High housing taxes have left billions of unspent dollars. As of December 31, 2022 (the most recent date for which data is available), Ontario municipalities collectively had $10.7 billion in unspent development charge revenue, an increase of $3.5 billion in just two years. The combination of high rates and phantom projects has created a pool of unspent capital.

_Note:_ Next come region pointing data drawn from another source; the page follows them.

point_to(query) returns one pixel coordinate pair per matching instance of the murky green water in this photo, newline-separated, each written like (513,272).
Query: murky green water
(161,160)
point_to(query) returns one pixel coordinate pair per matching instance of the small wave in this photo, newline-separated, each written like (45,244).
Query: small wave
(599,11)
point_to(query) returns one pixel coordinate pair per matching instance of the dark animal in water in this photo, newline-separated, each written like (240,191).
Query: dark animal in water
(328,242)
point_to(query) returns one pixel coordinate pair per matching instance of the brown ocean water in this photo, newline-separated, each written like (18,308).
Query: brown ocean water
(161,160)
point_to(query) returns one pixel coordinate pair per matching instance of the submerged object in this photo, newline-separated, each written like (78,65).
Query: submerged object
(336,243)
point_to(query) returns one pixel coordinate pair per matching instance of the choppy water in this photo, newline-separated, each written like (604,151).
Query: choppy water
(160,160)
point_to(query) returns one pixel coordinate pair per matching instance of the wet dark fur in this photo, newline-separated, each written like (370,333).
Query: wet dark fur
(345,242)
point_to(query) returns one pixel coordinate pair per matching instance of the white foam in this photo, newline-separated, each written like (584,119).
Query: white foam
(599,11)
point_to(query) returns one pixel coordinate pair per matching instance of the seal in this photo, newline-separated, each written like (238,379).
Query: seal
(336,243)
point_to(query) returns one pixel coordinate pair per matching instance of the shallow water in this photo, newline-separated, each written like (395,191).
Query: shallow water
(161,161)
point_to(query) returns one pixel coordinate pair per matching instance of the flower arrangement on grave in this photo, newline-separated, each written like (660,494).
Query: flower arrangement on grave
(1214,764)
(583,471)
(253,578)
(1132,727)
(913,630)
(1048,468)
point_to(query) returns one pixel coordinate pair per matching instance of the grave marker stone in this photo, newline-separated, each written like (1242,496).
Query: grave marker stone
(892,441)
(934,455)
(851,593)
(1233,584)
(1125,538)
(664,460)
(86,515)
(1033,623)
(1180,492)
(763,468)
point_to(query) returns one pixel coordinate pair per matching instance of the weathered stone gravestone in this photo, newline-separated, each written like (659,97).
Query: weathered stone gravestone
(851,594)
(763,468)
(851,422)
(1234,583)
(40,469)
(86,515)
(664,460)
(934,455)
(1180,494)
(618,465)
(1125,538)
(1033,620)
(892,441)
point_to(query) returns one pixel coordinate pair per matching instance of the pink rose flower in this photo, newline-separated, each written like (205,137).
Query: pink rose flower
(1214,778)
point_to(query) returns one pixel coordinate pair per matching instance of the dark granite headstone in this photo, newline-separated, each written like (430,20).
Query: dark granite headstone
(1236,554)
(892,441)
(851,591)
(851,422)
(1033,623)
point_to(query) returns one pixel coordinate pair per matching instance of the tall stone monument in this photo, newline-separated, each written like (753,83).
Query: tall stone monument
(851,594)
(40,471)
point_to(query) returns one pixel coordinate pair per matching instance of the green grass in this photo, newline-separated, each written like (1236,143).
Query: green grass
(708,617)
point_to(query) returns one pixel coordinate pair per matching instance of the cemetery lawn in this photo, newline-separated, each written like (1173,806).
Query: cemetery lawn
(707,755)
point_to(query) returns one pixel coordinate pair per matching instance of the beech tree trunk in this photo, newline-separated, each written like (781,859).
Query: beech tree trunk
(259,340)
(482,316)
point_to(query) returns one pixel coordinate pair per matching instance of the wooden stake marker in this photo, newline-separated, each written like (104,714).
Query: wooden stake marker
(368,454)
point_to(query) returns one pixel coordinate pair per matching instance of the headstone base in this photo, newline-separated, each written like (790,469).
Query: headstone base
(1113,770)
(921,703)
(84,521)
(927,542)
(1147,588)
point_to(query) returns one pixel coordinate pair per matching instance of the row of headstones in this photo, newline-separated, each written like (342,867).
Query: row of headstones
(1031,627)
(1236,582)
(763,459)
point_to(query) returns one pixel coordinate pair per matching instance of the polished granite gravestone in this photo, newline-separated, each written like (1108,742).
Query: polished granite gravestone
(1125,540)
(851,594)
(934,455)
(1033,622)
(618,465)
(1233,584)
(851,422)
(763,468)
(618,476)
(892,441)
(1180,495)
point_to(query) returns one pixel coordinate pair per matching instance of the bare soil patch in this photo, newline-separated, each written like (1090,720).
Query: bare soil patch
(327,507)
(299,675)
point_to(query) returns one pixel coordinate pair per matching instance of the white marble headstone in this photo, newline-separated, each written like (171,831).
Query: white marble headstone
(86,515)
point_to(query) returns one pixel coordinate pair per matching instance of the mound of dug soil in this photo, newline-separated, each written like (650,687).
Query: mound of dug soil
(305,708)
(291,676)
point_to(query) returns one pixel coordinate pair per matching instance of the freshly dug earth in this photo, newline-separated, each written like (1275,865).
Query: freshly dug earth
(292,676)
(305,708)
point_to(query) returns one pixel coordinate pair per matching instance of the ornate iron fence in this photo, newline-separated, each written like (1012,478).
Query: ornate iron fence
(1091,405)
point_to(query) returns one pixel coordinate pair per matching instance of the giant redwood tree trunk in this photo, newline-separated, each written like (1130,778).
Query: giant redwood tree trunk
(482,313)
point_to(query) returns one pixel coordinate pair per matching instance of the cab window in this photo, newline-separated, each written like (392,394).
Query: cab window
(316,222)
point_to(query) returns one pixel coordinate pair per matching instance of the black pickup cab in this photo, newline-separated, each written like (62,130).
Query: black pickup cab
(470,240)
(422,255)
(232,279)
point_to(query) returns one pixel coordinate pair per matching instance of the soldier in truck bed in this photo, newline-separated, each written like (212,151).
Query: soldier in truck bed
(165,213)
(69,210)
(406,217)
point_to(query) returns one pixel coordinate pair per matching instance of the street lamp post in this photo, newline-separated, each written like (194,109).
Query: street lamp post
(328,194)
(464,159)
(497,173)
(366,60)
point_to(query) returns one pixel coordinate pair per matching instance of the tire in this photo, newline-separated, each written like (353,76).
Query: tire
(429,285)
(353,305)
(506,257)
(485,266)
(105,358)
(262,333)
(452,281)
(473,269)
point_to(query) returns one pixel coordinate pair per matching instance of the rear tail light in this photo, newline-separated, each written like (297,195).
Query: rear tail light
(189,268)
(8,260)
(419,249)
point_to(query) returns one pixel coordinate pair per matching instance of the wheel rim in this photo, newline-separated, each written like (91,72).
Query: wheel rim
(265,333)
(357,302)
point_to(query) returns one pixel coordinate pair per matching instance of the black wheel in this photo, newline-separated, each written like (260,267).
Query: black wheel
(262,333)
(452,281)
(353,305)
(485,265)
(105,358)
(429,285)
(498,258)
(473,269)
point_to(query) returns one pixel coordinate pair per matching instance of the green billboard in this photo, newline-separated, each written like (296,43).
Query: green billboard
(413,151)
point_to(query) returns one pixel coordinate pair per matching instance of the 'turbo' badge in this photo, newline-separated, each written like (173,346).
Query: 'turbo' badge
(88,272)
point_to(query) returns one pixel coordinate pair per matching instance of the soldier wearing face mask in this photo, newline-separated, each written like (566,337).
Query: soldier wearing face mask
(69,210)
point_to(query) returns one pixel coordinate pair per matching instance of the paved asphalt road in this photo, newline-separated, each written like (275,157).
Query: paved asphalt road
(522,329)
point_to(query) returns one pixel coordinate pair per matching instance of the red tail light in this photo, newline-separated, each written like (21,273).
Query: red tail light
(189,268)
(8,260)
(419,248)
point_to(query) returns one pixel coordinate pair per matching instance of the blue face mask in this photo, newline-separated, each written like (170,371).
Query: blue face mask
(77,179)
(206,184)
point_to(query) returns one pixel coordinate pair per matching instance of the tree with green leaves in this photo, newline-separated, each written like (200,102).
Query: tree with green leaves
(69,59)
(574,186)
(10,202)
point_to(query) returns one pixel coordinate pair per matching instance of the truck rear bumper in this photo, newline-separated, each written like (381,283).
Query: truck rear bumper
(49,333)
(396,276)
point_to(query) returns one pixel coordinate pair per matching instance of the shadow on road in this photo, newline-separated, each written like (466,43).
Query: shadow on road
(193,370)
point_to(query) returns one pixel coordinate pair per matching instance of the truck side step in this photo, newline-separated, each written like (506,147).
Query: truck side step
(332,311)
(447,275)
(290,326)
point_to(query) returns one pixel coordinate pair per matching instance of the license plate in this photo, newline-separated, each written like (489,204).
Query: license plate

High housing taxes can be lowered. In 2024, both Vaughan and Burlington lowered development charges. Mississauga (as of January 28, 2025) is considering a series of reforms, including cutting development charges by 50% and eliminating them entirely for 3-bedroom apartments. Cities can lower these taxes if they have enough political will, though they will need to prepare for criticism from Mayors and councillors in other cities.
High housing taxes are not inevitable because there are fairer and less expensive ways to pay for infrastructure. Our province and our communities need massive investments in infrastructure, but there are better, less expensive ways to pay for them. Municipal service corporations for water and wastewater, for example, can save hundreds of millions of dollars a year in financing costs alone while still ensuring that “growth pays for growth” through hook-up fees. Keleher Planning & Economic Consulting estimates this could save homebuyers $150 a month by lowering the interest costs related to infrastructure.
High housing taxes pay for more than growth. The merits of “growth should pay for growth” are debatable, but we should understand that housing construction taxes pay for more than housing-related infrastructure. The City of Toronto used one form of housing tax, Community Benefit Charges (also known as Section 37 charges), to pay for renaming Yonge-Dundas Square, and development charges have been used to pay for municipal cemeteries. Regardless of the merits of these projects, they are hardly growth-related infrastructure. But even when these dollars are being spent on housing-related infrastructure, they are often used to subsidize existing homeowners due to how municipalities apply the rules to what is and is not a growth-related expense.
Ontario’s high housing taxes have contributed to the middle-class affordability crisis. Fortunately, there are fairer and less expensive ways to pay for infrastructure. We need all levels of government to work together to reform this badly broken system.